Eren a porté Hell dans l'infirmerie alors qu'elle avait les bras en sang et la couleur d'un cadavre. On l'envoie à l'hôpital.

C'est l'information simple qui s'est répandue en traînée de poudre dans tout Poudlard. À travers le murmura des tableaux et les voix cassées des élèves. À travers le silence pesant des professeurs.

Poudlard rongé par les vieilles peurs, comme une nation méfiante, qui regarde des deux poumons de couleurs différentes avec inquiétude, se demandant lequel est à jeter.

Rongé comme toute la Grande-Bretagne, et le monde des Sorciers. La vie n'est pas aussi rose que ceux qui se sont battus pour la garder l'ont rêvés. Il y a toujours les peurs et les rancœurs. Et tant qu'il y aura de l'Amour, ce qu'espère endormi dans son portrait un certain Albus Dumbledor, il y aura de la haine. De la haine profonde et passionnelle. Née par amour.

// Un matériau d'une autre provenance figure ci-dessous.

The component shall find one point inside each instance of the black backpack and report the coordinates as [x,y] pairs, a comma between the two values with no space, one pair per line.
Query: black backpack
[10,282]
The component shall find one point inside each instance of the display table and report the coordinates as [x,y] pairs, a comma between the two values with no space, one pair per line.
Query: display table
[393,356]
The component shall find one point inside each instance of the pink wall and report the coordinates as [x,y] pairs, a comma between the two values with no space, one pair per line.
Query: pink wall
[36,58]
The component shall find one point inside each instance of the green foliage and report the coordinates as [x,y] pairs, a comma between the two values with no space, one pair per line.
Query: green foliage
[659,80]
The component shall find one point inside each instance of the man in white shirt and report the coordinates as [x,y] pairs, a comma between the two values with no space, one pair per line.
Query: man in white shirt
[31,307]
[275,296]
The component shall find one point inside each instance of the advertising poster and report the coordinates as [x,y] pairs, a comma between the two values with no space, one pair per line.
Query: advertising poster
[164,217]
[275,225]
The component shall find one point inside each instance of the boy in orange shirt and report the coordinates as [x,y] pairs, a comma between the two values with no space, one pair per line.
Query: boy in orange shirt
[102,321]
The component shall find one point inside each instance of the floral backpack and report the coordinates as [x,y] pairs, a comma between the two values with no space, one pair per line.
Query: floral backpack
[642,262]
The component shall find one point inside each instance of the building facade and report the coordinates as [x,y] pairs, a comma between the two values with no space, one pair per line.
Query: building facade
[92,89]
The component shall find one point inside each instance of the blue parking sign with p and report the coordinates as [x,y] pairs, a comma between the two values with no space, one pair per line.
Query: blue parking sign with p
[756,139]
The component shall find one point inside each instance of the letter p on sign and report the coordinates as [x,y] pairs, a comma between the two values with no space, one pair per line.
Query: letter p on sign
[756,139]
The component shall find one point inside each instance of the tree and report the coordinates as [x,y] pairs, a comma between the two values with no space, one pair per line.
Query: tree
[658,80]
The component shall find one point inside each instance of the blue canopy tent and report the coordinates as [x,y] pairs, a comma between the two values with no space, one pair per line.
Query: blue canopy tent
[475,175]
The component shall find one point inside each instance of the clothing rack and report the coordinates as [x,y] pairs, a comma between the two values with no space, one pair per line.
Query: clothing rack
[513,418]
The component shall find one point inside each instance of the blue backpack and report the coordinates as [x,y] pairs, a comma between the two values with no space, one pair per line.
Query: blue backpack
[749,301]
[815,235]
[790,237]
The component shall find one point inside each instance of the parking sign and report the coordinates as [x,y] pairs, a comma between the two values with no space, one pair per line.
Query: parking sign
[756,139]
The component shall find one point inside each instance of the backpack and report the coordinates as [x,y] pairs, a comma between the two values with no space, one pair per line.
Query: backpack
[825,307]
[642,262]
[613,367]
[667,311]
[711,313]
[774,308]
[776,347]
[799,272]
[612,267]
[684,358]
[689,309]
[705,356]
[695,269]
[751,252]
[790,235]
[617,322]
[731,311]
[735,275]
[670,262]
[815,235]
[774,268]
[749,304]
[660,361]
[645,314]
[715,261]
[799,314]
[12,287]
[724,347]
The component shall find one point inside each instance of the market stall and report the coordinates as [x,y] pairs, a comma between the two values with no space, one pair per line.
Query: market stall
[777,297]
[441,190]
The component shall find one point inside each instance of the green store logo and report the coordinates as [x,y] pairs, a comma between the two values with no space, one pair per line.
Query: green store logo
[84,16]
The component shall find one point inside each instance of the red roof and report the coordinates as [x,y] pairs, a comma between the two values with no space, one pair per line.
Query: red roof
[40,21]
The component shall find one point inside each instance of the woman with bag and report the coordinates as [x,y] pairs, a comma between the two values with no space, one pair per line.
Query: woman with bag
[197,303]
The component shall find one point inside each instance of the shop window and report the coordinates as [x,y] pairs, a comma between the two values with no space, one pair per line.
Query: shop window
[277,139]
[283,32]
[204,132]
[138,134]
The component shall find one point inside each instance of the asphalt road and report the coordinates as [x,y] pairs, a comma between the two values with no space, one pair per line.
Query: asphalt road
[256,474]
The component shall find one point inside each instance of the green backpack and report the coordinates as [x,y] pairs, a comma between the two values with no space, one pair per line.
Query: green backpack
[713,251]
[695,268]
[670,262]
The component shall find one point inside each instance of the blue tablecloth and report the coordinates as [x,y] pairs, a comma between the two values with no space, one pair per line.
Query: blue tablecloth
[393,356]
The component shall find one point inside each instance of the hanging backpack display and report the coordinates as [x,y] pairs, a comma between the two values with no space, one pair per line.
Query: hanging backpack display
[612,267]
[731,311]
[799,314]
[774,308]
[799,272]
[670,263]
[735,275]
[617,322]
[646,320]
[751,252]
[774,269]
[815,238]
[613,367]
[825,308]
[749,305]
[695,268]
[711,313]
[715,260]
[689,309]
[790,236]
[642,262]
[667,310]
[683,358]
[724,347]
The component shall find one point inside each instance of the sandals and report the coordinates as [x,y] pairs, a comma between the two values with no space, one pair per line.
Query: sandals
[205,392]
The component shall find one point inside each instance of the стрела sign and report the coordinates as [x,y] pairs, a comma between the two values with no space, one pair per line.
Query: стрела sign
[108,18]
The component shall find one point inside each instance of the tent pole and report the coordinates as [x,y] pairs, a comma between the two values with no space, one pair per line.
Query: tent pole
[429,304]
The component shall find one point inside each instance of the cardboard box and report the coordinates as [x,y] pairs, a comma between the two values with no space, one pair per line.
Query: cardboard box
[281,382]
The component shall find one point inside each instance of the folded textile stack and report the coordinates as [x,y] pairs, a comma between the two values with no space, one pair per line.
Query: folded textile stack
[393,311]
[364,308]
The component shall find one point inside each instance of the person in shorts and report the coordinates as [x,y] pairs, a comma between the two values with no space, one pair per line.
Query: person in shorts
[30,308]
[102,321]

Par amour fou pour la vie.

J'étais dans tes bras Caïn. Dans un sommeil dont toi et un Vif d'Or étaient les gardiens. La rumeur à couru un temps avant que quelqu'un ne réalisent que nous étions-là, et que nous ne savions pas. Je ne sais plus qui est venu nous chercher. Je t'ai regardé dans les yeux, et mon cœur s'est mis à battre. Mes poumons à se contracter. J'ai manqué d'air. J'ai failli vomir. J'ai fermé les yeux. J'ai ressenti, malgré ta présence, le froid. Je l'ai cherché en moi, cette certitude. Que tout ça était faux, que ce n'était qu'un mauvais rêve, une blague de mauvais goût, un coup. Mais sa place est vide. La place que je gardais à côté de mon cœur pour elle, juste en dessous du renflement, à droite, et que j'ai gardé si longtemps concert après concert... C'était comme trouver une maison vide, et de paniquer, parce qu'on y trouve plus personne.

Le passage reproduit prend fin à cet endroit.